On the third day he complained to fellow pickers that he wasn’t feeling well, but the investigation found he was advised to keep on working to meet the daily pumpkin quota. The boss of the squad also ordered him to keep on working.

Everyone was so focused on their own work, until someone saw that Olivier was not doing well,” his mother said in an interview last year.

He started to drift and then collapsed. First Olivier was driven to a local hospital, then he was taken to another hospital by helicopter.”

He died soon after, from heatstroke and dehydration. His last WhatsApp message read, “I'm exhausted and my hands hurt, but the pumpkins are waiting.”
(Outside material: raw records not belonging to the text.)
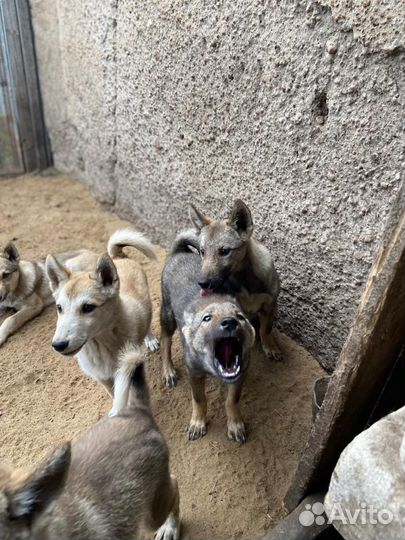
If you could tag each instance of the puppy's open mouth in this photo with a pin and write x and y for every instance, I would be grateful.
(228, 358)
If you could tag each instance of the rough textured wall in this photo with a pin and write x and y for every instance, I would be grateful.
(296, 107)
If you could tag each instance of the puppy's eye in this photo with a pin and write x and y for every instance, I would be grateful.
(88, 308)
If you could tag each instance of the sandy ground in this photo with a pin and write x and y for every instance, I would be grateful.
(227, 491)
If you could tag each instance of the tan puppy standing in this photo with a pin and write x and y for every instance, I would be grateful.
(104, 485)
(101, 309)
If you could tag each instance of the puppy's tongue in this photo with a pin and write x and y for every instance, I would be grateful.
(226, 351)
(206, 292)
The Australian authorities began an investigation, and produced a report which contained a string of failures on the part of the farm: temperatures over 35 degrees, no shadow, no water provided, constant work with no breaks, no training, no first aid kit.
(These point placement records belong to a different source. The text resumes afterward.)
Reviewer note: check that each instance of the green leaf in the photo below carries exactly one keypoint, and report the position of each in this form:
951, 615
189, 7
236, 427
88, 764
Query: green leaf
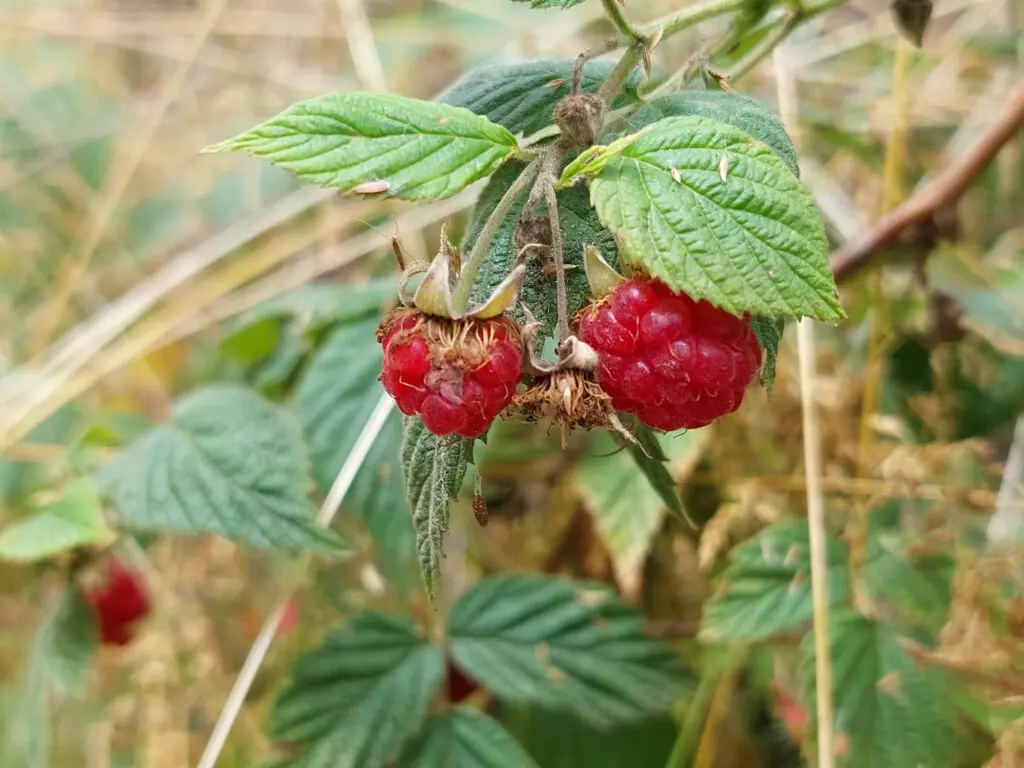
567, 645
521, 97
628, 508
769, 332
76, 519
69, 640
59, 657
766, 589
580, 227
463, 737
558, 739
354, 701
744, 113
434, 469
551, 3
753, 243
889, 710
334, 399
423, 151
228, 463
Businessman Rosten owns a company called Pumpkin Pickers, a sort of agency that lets out pickers to farms when they need them. Many of the pickers are foreign backpackers, who can make some spending money before moving on. Exactly the same type of workforce, in other words, that keeps the fruit and vegetable sector turning over all over the world, including in Europe.

Pumpkin Pickers takes on about 200 itinerant workers in a year, and Rosten admitted he had failed to adhere to health and safety regulations. The fine was described by the court as exemplary, given the number of potential victims, and the precarious situation they were in as tourists.

The organisation Safe Work Australia produced research soon after Olivier’s death showing that deaths and serious injuries at work in the agriculture, forestry and fisheries sector had gone up by 18% between 2016 and 2017, reaching 16 deaths per 100,000 workers – twice as many as the second-worst sector.

At the same time, researchers from the University of Technology Sydney and University of New South Wales published figures showing that one-third of backpackers were paid A$12 (€7.31) an hour, compared to the legal minimum wage of A$22.13 (€13.48).

An industry has been built around backpackers by people who want to earn money from these young people,” Olivier’s mother said.

What you don't know as a parent is that in Australia they exploit these strong, vital young people as a kind of guest workers, in often poor conditions, for less than the minimum wage. And the young people, who have often never worked and know almost nothing about the exact legislation, are easily fooled.”